El resultado neto incluye un impacto negativo no monetario de 9.315 millones de euros derivado del cambio en el tratamiento contable de su participación en Nissan, así como una contribución negativa de 2.331 millones procedente de la japonesa. Excluyendo estos efectos, el beneficio neto atribuible habría sido de 715 millones de euros.
El margen operativo del grupo se situó en 3.632 millones de euros, equivalente al 6,3% de los ingresos, frente al 7,6% de 2024. En el negocio automovilístico, el margen fue del 4,2%, afectado por la presión comercial en Europa, un mayor peso del vehículo eléctrico y el impacto negativo de divisas, especialmente el peso argentino.
El flujo de caja libre del área automovilística alcanzó los 1.473 millones de euros, mientras que la posición financiera neta mejoró hasta 7.370 millones a cierre de diciembre.
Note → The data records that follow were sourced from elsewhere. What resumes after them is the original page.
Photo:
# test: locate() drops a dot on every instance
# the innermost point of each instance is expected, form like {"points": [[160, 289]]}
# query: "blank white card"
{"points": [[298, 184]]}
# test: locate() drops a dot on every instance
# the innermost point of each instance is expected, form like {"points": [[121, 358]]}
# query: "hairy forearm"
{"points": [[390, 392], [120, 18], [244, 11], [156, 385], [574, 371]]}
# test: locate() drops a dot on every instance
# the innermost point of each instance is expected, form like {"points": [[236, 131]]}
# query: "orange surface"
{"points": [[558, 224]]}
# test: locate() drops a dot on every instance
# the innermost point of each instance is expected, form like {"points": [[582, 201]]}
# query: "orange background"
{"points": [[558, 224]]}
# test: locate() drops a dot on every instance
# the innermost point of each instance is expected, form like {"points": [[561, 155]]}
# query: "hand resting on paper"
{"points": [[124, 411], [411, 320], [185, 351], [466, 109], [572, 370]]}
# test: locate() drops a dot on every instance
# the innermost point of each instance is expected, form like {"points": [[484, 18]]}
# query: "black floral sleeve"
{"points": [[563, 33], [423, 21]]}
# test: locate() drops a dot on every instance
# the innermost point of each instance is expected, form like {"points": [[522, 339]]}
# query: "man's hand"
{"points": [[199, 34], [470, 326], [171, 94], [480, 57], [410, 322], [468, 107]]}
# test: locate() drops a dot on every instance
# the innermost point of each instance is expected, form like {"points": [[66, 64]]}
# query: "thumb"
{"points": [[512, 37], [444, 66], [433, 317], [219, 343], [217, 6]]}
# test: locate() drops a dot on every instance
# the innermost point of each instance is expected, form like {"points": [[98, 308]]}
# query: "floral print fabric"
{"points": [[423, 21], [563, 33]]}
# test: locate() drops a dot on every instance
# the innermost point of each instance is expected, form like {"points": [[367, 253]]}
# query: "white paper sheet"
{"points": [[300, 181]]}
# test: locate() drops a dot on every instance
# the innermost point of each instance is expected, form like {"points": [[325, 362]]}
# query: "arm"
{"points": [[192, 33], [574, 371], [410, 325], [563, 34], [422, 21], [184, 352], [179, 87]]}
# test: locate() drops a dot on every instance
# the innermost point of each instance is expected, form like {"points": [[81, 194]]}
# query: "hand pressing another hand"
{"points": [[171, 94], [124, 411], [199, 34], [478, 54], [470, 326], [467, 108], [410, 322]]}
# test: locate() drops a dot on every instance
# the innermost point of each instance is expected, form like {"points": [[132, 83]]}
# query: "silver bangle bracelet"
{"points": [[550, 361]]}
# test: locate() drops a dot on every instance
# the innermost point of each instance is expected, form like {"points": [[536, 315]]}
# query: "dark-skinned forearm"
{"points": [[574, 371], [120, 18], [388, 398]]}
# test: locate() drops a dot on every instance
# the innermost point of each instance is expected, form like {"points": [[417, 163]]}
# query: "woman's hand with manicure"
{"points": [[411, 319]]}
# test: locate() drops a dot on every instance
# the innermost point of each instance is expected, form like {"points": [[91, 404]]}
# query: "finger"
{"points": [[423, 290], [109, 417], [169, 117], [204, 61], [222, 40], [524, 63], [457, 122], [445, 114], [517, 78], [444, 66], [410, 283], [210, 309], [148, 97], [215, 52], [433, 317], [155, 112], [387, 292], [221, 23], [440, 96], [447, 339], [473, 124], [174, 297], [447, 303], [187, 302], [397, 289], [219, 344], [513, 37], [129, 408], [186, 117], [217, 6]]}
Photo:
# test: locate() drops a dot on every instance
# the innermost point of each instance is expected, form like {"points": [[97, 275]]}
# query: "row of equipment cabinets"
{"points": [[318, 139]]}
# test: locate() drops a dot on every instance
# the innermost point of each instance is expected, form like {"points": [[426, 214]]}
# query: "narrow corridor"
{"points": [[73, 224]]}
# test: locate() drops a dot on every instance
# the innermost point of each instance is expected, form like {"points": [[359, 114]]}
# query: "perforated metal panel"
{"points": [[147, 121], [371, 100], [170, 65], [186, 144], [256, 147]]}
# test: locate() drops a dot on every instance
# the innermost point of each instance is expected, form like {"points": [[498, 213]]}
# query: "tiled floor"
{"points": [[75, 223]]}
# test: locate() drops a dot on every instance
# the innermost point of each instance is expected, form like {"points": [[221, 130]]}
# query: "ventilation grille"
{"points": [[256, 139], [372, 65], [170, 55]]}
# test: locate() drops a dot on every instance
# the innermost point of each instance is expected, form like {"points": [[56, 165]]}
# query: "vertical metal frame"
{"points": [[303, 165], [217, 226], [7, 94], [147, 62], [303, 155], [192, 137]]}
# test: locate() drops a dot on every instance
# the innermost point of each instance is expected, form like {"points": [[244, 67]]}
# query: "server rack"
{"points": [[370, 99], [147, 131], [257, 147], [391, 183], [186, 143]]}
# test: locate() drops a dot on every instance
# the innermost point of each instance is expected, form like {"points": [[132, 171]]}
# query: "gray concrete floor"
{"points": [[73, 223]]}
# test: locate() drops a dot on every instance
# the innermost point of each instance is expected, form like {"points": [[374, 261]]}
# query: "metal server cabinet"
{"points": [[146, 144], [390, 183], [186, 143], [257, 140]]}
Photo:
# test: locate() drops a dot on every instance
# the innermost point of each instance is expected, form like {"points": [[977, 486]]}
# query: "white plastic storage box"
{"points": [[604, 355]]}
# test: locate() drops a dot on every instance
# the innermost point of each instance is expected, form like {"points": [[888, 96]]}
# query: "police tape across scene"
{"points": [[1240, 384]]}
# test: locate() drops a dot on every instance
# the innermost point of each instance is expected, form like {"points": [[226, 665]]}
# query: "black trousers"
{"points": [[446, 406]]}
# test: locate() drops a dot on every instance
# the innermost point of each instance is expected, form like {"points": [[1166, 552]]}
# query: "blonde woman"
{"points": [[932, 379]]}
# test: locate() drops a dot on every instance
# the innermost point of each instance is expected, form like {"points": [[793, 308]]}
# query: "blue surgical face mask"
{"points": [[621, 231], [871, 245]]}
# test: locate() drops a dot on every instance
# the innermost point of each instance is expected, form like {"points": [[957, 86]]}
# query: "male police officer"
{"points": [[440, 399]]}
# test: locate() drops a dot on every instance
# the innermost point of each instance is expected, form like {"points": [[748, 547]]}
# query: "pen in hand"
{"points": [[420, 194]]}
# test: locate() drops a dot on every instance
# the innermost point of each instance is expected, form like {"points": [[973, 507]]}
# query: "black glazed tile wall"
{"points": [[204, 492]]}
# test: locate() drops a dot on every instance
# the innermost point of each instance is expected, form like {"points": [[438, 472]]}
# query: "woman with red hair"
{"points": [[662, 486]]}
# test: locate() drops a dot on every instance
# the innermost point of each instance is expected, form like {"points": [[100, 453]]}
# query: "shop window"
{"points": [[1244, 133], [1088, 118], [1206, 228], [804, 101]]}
El Consejo propondrá un dividendo de 2,20 euros por acción, estable respecto al año anterior.
GUÍA 2026: MENOS MARGEN Y ENTORNO COMPLEJO
Para 2026, Renault prevé un margen operativo del grupo en torno al 5,5% y un flujo de caja libre del área automovilística cercano a 1.000 millones de euros. La compañía reconoce que el crecimiento de ventas internacionales, el mayor peso del vehículo eléctrico y la consolidación total de su filial india presionarán los márgenes.
En su plan a medio plazo, el grupo aspira a mantener un margen operativo entre el 5% y el 7% y generar al menos 1.500 millones de euros anuales de flujo de caja libre en promedio.
Desde Bankinter califican los resultados de “débiles”, principalmente por el impacto contable de Nissan y por el deterioro operativo de la firma japonesa, que ha obligado a Renault a asumir pérdidas adicionales. Ajustando estos efectos extraordinarios, el EBIT se situaría en 3.632 millones (-15% interanual), en línea con lo estimado, con un margen del 6,3%.
La entidad subraya que la guía para 2026 apunta a una nueva contracción de márgenes, con un objetivo del 5,5% frente al 6,3% logrado en 2025. En un contexto de fuerte competencia de fabricantes chinos en Europa y demanda todavía débil, Renault priorizará la contención de costes fijos y la reducción de costes variables por vehículo, con un objetivo de ahorro de unos 400 euros por unidad.